Angela Readman on ‘A Little Prayer’ 14th October 2017 – Posted in: Unthology
Angela Readman writes about her Unthology 5 story, A Little Prayer
When I sat down to write the story I had no idea what it would be. I was writing a lot of flash fiction at the time and when I sat at my desk I thought I would write a thousand words. I had read a quote from a kidnapping victim in 1982 that fascinated me, ‘He treated me well, I’m not sure he is the evil ogre the world now thinks he is.’
I started to type. It became clear after 2000 words this didn’t want to be a flash fiction and going back to look at what I’d written and attempting to edit it wasn’t going to satisfy the story. I’d just have to continue writing to find out what the story wanted from me. Writing the story made me quite tense. I was outside my comfort zone subject wise, and I was unsure if I get away with it. I found myself getting up and doing things that would look strange if you didn’t know what writing a story is like sometimes. I can only compare it to method acting, I suppose. I would write, hold my wrists together and see what it was like to attempt eat something with limited movement. I would get up and pace the room to feel what it would be like to have how far I could pace restricted. I went upstairs and looked at the beams in the attic and the cracks between the roof tiles. The roof was leaking a little, I noticed. I listened to the birds and looked at the strands of light that came into the dark space. I live in the city and I don’t have a garden, so I was really surprised at being able to hear birds. Not just one bird, a few different birds. I couldn’t see them, I could only imagine what they were. I went back to my desk and wrote.

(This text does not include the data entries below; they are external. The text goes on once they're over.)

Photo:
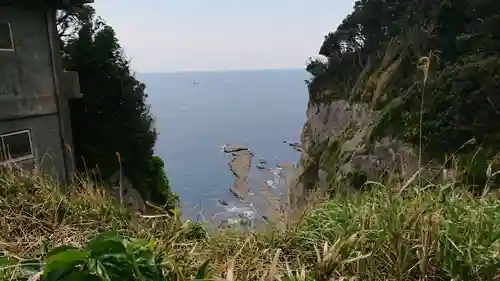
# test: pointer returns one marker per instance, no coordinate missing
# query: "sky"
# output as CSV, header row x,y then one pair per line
x,y
187,35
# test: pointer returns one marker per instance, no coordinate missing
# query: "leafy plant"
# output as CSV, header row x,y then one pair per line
x,y
110,257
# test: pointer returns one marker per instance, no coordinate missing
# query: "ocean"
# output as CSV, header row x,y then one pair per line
x,y
198,112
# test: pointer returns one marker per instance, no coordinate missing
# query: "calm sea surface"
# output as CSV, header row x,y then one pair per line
x,y
198,112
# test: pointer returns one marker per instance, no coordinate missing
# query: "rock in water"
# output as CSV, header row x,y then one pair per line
x,y
240,167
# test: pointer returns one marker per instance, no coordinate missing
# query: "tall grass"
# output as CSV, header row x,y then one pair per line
x,y
427,233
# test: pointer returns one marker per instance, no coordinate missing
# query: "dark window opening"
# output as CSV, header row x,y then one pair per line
x,y
16,146
6,42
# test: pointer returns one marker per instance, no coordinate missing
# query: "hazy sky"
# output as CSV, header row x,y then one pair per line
x,y
173,35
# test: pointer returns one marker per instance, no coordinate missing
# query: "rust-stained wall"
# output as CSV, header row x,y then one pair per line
x,y
26,76
46,142
31,95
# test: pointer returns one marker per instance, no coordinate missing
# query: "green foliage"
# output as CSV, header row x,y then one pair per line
x,y
110,257
461,41
113,115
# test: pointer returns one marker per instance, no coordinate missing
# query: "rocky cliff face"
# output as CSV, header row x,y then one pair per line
x,y
339,153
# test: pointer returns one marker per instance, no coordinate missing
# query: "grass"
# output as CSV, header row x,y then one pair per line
x,y
428,233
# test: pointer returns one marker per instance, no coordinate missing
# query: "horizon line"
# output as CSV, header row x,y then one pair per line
x,y
218,70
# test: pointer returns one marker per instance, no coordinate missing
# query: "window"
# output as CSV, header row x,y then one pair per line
x,y
6,43
16,146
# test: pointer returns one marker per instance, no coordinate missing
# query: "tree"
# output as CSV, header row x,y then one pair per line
x,y
460,38
112,117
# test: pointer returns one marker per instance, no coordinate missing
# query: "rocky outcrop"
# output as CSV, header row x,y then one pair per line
x,y
240,167
338,149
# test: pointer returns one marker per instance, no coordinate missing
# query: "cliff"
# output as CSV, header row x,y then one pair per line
x,y
396,89
339,154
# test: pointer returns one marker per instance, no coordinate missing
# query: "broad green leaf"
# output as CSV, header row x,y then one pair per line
x,y
65,260
202,271
78,275
106,244
58,250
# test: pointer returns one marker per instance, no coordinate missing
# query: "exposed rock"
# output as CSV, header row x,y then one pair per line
x,y
335,143
240,167
132,199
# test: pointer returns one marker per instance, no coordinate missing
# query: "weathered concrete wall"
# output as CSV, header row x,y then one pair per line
x,y
26,75
45,139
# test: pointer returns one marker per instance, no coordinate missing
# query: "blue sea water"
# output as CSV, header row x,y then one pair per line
x,y
198,112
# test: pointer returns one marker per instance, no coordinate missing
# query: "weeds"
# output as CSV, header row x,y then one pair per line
x,y
427,233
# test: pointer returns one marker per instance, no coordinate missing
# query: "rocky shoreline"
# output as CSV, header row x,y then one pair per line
x,y
267,205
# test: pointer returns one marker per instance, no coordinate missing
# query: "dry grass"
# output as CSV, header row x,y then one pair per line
x,y
432,233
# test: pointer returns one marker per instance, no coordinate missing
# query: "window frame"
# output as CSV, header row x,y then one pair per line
x,y
18,159
13,49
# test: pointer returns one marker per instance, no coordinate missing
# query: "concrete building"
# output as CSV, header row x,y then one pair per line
x,y
35,126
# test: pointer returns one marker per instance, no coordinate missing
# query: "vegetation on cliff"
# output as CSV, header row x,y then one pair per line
x,y
112,116
432,68
441,232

If this sounds like a strange way to write a story, it’s because it is. It’s not the way I usually write, but something about this made me have to pace around and notice small things. I couldn’t relax until the story was finished, I was waiting for someone to come through that hatch and rescue the girl at any time. When they didn’t, I had to keep writing.
Once the story was done, I breathed. I read through it and felt so sad at some points I couldn’t explain it. The whole thing made me nervous. I wanted to attempt to explain it all away somehow by mentioning Stockholm Syndrome, but I didn’t feel there was anywhere in the story wanted it. It would just be a case of me wanting to jam the words in to make me less nervous, so I didn’t do it. I was satisfied that I’d told the story as it wanted to be told, but I didn’t know anywhere that would consider such an uncomfortable piece. I was concerned about articles in the papers about people who go missing and I was waiting until there weren’t any so I could submit the story. This didn’t happen. There are always stories like that. I started to realise there may never be a time this story didn’t make me feel a bit tense, or strike a chord. Perhaps that’s OK. Things happen that should make us tense, if we are human. And so I submitted the story to Unthank. They were the only people I knew who might take a chance on such a strange story. It was a story I almost didn’t want to write that insisted on being written whether I liked it not.